Kultur pers Indonesia yang begitu menjunjung netralitas harga mati itu sepertinya harus menoleh sedikit kepada pers di negara lain, seperti misalnya Prancis. Hal ini tidak memberi anggapan bahwa pers Prancis sempurna (karena tidak ada yang sempurna), namun anggap saja seperti melaksanakan studi banding. Di dalam dunia politik Prancis dan negara-negara Barat lainnya, ada yang dikenal dengan aliran politik, kiri (sosialis atau pro-rakyat) dan kanan (republikan, konservatif).  Kedua aliran ini juga tercermin dalam pemberitaan media massa, terutama media tertulis. Dalam hal ini, sudah dapat terlihat jelas bahwa setiap media di Prancis pasti berpihak kepada suatu kubu. Misal pada media beraliran kanan, golongan republikan yang conding pro-pemerintah akan lebih memunculkan narasumber tokoh yang memegang pemerintahan saat itu. Kemudian membangun citra yang condong baik mengenai Presiden atau kebijakan yang dibuatnya (*Melalui analisis wacana kritis beberapa media Prancis yang pernah dilakukan dalam sebuah mata kuliah). Sangat menarik ada sebuah berita yang sama, dikemas oleh dua media yang beraliran oposisi dengan judul yang berbeda. Hal ini bukan bentuk konspirasi subjektif untuk menjatuhkan suatu pihak, namun untuk mengkritisi satu sama lain dan menjadikan dinamika politik seimbang dengan tujuan kesejahteraan bersama.

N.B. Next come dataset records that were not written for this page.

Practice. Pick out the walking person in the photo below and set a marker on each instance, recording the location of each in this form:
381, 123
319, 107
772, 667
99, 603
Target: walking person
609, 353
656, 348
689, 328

Keberpihakan dalam suatu pemberitaan, terutama dalam kancah politik sering kali menimbulkan kecurigaan, seperti reaksi Mahayana terhadap suatu pemberitaan di dalam esainya. Kecurigaan memang selalu harus dihadirkan dan diikuti oleh bukti-bukti oleh setiap individu ketika menerima sebuah informasi. Jangan memakan mentah-mentah informasi-informasi yang dijembreng di depan mata kita, sekalipun kepada media dengan cap ‘netral. Acap kali netralitas dalam sebuah teks juga patut dipertanyakan. Apakah teks ini sengaja dibuat netral demi pihak yang berkuasa? Yang dijadikan sebagai sebuah selimut untuk menutupi dan membungkam sudut pandang kritis suatu individu atau kelompok. Jika ya, ini bisa celaka. Oleh karena itu, netralitas dalam kasus seperti ini malah menjadi penghambat dan mereduksi kebebasan berpendapat yang merupakan hak asasi masing-masing individu. Jangan begitu naif menganggap netral itu selalu baik, jangan ingin dibisukan atas nama netralitas. Oleh karena itu, keberpihakan dalam pemberitaan tidak perlu selalu dianggap sebagai amoral, dosa besar atau malah setan yang harus ditakuti! Berpihaklah dengan mata dan hati terbuka, serta pikiran jernih.